EP by Godsmack
- Released: March 16, 2004
- Recorded: 2003
- Studio: Avex Honolulu Studios (Honolulu, Hawaii)
- Genre: Acoustic rock
- Length: 29:57
- Labels: Universal; Republic;
- Producers: Sully Erna; David Bottrill;

Godsmack chronology
| Faceless (2003) | The Other Side (2004) | IV (2006) |

Singles from The Other Side
- "Running Blind" Released: February 29, 2004; "Touché" Released: July 13, 2004;

= The Other Side (Godsmack EP) =

The Other Side is an acoustic EP by American rock band Godsmack, released on March 16, 2004. It includes several previously released songs re-recorded as acoustic versions, as well as three new acoustic tracks.

One new song, "Touché", featured Godsmack's first guitarist, Lee Richards, as well as John Kosco, who were at that time in the now defunct band Dropbox.
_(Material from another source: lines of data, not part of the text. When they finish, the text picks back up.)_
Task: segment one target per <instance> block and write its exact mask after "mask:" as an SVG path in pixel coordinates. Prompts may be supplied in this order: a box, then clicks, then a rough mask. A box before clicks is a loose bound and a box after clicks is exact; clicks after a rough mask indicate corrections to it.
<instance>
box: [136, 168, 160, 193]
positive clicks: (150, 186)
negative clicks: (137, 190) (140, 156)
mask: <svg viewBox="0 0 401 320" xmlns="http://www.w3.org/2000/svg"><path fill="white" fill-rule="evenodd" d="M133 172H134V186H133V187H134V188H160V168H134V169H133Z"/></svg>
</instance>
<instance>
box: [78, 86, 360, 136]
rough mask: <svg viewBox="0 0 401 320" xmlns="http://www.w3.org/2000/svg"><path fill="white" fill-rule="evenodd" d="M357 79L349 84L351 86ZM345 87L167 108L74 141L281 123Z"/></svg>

The other two new acoustic tracks are "Running Blind" and "Voices" which are old songs that vocalist Sully Erna wrote but never recorded.

Professional ratings
Review scores
| Source | Rating |
| Allmusic | Star |
| Blender | Star |
| Entertainment Weekly | Positive |
| Rolling Stone | Star |

==Recording==
According to Sully Erna, the band decided to do an acoustic record because they have always messed around with acoustic versions of their music and gotten great reactions to it. "Reworking the songs this way shows a different side of the band."

The Other Side was recorded in a Hawaiian studio with producer David Bottrill, who has worked with the group on "I Stand Alone", and on their third studio album, Faceless.
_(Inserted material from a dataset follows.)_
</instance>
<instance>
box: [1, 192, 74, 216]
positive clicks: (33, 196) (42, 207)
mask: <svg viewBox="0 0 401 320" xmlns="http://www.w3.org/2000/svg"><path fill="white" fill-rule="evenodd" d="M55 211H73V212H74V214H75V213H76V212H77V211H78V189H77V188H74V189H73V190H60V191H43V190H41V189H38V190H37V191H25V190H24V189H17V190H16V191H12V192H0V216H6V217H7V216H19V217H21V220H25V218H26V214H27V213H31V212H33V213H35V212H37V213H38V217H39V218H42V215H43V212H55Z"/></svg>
==Commercial performance==
The Other Side debuted at number five on the Billboard 200, selling 98,000 copies in its first week, and the album would go on to sell over half million copies in the United States. The album has been certified Gold by the Recording Industry Association of America (RIAA), with excess sales of 500,000 copies.

==Track listing==

| No. | Title | Writer(s) | Length |
|---|---|---|---|
| 1. | "Running Blind" |  | 4:00 |
| 2. | "Realign" |  | 4:23 |
| 3. | "Touché" (featuring John Kosco and Lee Richards) | Erna; Kosco; Richards; | 3:38 |
| 4. | "Voices" |  | 3:45 |
| 5. | "Keep Away" |  | 4:50 |
| 6. | "Spiral" |  | 5:21 |
| 7. | "Awake" |  | 3:58 |
| Total length: |  |  | 29:57 |

==Personnel==
Godsmack
- Sully Erna – vocals, acoustic guitar, producer
- Tony Rombola – acoustic guitar, backing vocals
- Robbie Merrill – bass
- Shannon Larkin – drums, percussion

Additional personnel
- David Bottrill – mixing
- P. R. Brown – art direction, design, cover photo
- Troy Gonzalez – assistant engineer
- Kent Hertz – engineer
- Dave Homcy – studio photography
- John Kosco – vocals (track 3)
- Bob Ludwig – mastering
- Lee Richards – guitar (track 3)
- Ben Sanders – mixing assistant

==Charts==

===Weekly charts===

Weekly chart performance for The Other Side
| Chart (2004) | Peak position |
|---|---|
| US Billboard 200 | 5 |

===Year-end charts===

Year-end chart performance for The Other Side
| Chart (2004) | Position |
|---|---|
| US Billboard 200 | 180 |

==Certifications==

Certifications and sales for The Other Side
| Region | Certification | Certified units/sales |
| United States (RIAA) | Gold | 500,000^{^} |
^{^} Shipments figures based on certification alone.